Dal canto suo Giorgio Galusero (Plr) ha sostenuto come «ci vuole maggiore responsabilità individuale. Lo Stato non può fare tutto, anzi fa già uno sforzo importante». Anche per Massimiliano Robbiani (Lega) «il modello ticinese è già tra i più generosi. Vanno bilanciate le esigenze di aiuto sociali e l’obiettivo di tenere finanze pubbliche sane». Pure Sabrina Gendotti (Il Centro), rifacendosi agli studi della Supsi, ha rilevato che «il sistema della Ripam in Ticino funziona bene ed è flessibile grazie ai dei componenti ricalibrabili». Il direttore del Dipartimento sanità e socialità Raffaele De Rosa, sostenendo a sua volta la bontà del sistema Ripam, «tra i più generosi della Svizzera e che perette di essere efficaci», ha evidenziato che l’impegno del Cantone negli ultimi anni «è stato costante e crescente con correttivi e affinamenti che hanno migliorato ulteriormente il sistema». E ha aggiunto: «Dato lo stato attuale delle finanze, è necessario concentrasi sul consolidare questo sistema che ha dato buoni risultati per cittadini più fragili».

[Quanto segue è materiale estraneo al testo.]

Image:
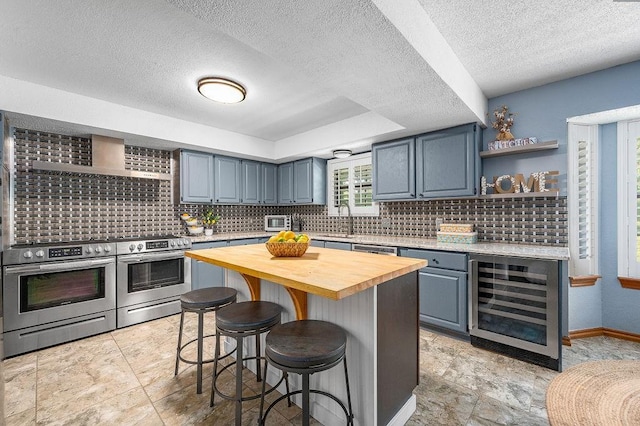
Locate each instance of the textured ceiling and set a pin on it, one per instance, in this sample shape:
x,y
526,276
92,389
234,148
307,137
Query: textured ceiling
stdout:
x,y
319,74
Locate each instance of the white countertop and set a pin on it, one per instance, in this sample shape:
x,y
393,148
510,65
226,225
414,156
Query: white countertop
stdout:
x,y
500,249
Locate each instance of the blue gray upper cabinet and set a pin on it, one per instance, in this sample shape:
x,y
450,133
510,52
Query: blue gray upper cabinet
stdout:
x,y
269,183
394,170
251,178
196,177
285,183
447,162
309,181
227,180
302,182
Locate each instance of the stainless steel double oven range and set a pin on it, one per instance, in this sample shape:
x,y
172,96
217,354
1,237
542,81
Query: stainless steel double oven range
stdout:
x,y
58,292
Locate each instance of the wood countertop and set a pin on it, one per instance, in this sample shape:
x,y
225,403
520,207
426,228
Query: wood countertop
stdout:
x,y
330,273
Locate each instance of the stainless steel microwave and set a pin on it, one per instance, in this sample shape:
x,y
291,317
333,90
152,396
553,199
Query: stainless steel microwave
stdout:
x,y
277,222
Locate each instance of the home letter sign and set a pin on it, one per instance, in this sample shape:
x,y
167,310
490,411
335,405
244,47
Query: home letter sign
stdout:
x,y
507,184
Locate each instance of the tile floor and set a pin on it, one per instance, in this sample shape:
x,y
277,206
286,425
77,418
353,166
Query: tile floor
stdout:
x,y
126,377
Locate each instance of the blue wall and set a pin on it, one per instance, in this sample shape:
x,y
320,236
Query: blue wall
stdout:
x,y
542,112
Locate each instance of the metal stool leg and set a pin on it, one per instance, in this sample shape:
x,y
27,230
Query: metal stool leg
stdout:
x,y
179,343
215,368
239,356
200,345
258,375
264,385
346,379
305,399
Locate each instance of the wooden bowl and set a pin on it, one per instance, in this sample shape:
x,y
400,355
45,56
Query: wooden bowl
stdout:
x,y
287,249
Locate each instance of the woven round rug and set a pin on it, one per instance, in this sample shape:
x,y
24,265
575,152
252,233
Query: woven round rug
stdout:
x,y
596,393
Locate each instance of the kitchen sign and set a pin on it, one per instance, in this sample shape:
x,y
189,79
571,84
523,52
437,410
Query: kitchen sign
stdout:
x,y
516,184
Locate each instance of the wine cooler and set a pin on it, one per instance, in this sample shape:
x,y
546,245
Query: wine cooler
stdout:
x,y
515,304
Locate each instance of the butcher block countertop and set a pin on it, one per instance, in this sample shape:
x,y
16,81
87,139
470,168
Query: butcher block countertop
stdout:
x,y
330,273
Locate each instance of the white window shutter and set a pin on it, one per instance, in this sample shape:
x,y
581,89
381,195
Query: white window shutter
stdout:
x,y
582,199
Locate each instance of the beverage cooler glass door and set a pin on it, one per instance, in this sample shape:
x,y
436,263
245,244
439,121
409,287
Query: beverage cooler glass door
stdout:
x,y
515,302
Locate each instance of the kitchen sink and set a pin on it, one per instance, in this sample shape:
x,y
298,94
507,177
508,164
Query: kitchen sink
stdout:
x,y
341,236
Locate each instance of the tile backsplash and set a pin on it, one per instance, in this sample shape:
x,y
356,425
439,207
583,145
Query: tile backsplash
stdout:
x,y
68,207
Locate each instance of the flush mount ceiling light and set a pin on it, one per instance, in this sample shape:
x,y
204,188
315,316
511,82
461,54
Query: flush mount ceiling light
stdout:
x,y
221,90
342,153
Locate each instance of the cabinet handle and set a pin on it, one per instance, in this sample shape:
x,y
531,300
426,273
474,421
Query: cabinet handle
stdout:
x,y
471,293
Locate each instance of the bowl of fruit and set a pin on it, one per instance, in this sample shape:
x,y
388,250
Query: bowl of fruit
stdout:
x,y
288,244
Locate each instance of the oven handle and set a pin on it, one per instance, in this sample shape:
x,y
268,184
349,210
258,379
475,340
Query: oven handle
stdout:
x,y
58,266
133,258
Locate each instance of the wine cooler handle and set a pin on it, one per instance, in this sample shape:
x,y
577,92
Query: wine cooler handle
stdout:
x,y
470,291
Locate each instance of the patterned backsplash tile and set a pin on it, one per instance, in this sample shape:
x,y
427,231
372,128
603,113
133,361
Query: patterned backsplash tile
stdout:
x,y
68,207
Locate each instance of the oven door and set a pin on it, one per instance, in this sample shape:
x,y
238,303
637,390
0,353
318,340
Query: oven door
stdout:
x,y
146,277
39,294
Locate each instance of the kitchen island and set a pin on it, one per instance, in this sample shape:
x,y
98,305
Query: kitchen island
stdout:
x,y
374,298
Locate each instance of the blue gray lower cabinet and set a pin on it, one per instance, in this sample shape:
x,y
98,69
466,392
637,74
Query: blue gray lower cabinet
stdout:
x,y
204,274
443,289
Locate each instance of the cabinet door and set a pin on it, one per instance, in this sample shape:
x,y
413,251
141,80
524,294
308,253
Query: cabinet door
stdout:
x,y
446,162
394,170
227,180
443,298
303,181
251,182
269,183
285,183
196,177
204,274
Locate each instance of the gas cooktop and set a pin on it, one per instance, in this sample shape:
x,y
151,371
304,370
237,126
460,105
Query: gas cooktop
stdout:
x,y
49,251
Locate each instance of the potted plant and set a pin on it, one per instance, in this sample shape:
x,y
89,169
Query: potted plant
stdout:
x,y
209,218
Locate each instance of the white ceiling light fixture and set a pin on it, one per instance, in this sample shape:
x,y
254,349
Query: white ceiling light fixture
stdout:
x,y
221,90
342,153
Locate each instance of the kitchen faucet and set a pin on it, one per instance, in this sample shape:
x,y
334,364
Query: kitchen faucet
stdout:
x,y
349,229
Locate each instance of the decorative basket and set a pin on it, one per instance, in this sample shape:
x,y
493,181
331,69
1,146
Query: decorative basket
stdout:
x,y
287,249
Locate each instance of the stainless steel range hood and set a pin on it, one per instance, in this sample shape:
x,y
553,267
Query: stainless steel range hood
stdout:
x,y
107,158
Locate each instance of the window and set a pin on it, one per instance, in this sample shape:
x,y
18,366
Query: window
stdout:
x,y
629,199
350,181
583,203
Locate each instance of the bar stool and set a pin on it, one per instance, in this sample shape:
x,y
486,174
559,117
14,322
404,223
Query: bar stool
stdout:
x,y
201,301
240,320
306,347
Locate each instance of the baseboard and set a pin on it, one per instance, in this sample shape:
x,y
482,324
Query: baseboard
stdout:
x,y
600,331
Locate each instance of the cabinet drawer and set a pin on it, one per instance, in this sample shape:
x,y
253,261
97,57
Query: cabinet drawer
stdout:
x,y
439,259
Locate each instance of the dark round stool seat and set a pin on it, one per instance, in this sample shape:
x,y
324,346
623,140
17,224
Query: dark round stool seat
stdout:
x,y
248,316
306,344
306,347
201,301
208,297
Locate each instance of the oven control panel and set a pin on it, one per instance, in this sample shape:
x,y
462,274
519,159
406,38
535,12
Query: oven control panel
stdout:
x,y
17,255
143,246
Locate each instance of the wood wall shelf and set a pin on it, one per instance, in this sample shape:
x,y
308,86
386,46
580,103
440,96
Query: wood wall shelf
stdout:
x,y
542,146
521,195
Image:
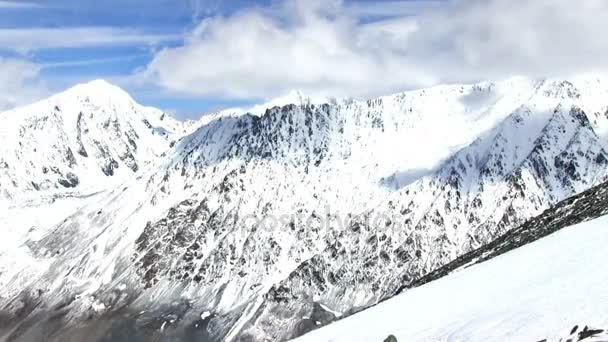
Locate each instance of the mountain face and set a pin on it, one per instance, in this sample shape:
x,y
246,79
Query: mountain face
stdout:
x,y
542,281
268,225
80,139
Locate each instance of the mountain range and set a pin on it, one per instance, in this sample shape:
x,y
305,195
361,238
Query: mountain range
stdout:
x,y
121,222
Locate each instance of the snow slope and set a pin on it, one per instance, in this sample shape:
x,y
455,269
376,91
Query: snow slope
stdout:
x,y
372,195
85,139
538,291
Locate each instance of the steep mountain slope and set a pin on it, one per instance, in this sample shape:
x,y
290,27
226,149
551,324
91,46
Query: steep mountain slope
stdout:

A tal proposito ha invece espresso perplessità Paolo Pamini (Udc): «Il decreto (Morisoli, ndr) ha sancito che non bisogna incidere sui sussidi delle persone meno abbienti, non che non bisogna tagliare in generale i sussidi. Non tutti i loro destinatari sono in grave difficoltà, quelli più benestanti potrebbero fare un sacrificio». Si apre dunque il sipario sulle prime richieste di tagli in nome della «sostenibilità dei conti pubblici».